Wikipedia busts the language barrier

Jacob Aron
New Scientist

IF YOU have ever pored over the Wikipedia entry “Conspiracy theory”, you may think you know what it is like to go through the looking glass. But have you read all there is to know about UFOs in Spanish? Or Hebrew?

Omnipedia melds entries from 25 languages to give users fresh perspectives (Image: Omnipedia) 1 more image

To unlock such strange information, Brent Hecht of Northwestern University in Evanston, Illinois, and colleagues have created Omnipedia, a software system that lets users browse topics from up to 25 Wikipedia language editions at once.

“There is so much information out there that isn’t in your native language, some of which reflects cultural viewpoints,” says team member Patti Bao.

The team’s goal is to provide access to all of the online encyclopedia’s wealth of knowledge – not just the paranoia-stoked bits. To do this, Omnipedia exploits the sidebar links between different language editions added by multilingual Wikipedia editors. The system follows these links and analyses which topics are universal within the subject area and which are particular to each language, and displays them all (see picture, based on Wikipedia’s “New Scientist” entries).

This method of topic analysis is not foolproof: many languages’ “conspiracy theory” entries link to an article about UFOs, for example, but the Spanish Wikipedia does not, even though it has an article about UFOs, entitled objeto volador no identificado. So the team also applies an algorithm that hunts for such missing links.

Omnipedia displays each topic found within a particular article as a circle split into coloured segments, each representing the language in which the topic is discussed. Clicking on a circle opens the relevant snippet from the article, which is automatically translated using the Bing Translator service.

Bao and colleagues asked 27 volunteers from a range of linguistic backgrounds to try out Omnipedia.

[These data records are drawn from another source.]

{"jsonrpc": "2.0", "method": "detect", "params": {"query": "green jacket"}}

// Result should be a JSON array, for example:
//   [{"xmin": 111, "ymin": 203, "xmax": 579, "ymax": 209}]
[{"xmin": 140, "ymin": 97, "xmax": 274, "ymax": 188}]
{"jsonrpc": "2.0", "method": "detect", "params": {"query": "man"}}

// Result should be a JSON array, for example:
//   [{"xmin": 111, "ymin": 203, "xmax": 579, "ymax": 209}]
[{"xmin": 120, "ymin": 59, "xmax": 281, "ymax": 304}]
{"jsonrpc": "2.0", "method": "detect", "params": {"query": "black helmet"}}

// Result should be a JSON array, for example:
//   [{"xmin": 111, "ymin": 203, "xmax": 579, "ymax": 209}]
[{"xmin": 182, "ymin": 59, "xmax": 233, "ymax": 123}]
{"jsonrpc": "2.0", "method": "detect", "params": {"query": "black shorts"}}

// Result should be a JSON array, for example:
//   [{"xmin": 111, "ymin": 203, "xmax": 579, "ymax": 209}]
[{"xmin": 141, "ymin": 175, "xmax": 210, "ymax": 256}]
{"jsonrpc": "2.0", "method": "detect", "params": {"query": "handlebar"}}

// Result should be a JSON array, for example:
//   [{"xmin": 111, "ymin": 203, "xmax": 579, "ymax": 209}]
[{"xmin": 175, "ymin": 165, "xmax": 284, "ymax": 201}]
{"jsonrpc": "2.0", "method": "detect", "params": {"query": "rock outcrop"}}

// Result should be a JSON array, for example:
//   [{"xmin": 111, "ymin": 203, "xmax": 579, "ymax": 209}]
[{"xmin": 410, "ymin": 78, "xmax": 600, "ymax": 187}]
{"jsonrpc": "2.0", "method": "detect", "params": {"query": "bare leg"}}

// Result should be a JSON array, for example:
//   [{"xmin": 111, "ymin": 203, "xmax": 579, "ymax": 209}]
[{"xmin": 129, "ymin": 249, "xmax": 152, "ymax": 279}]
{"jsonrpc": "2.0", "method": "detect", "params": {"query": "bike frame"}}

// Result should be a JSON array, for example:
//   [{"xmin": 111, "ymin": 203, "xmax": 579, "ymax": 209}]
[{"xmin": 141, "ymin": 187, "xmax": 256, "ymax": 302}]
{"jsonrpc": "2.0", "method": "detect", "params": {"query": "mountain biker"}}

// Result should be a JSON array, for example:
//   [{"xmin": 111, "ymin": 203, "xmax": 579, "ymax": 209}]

Many said they had not realised how much information was absent in the English Wikipedia, while others were surprised at the breadth of coverage in other languages, such as a Japanese entry on reggae.

“We should always be aware of the inevitable biases in the knowledge we produce and reproduce,” says Mark Graham of the Oxford Internet Institute in the UK, who was not involved with the work. “Omnipedia helps us to do that.”

The team presented the system at the Conference on Human Factors in Computing Systems in Austin, Texas, last week.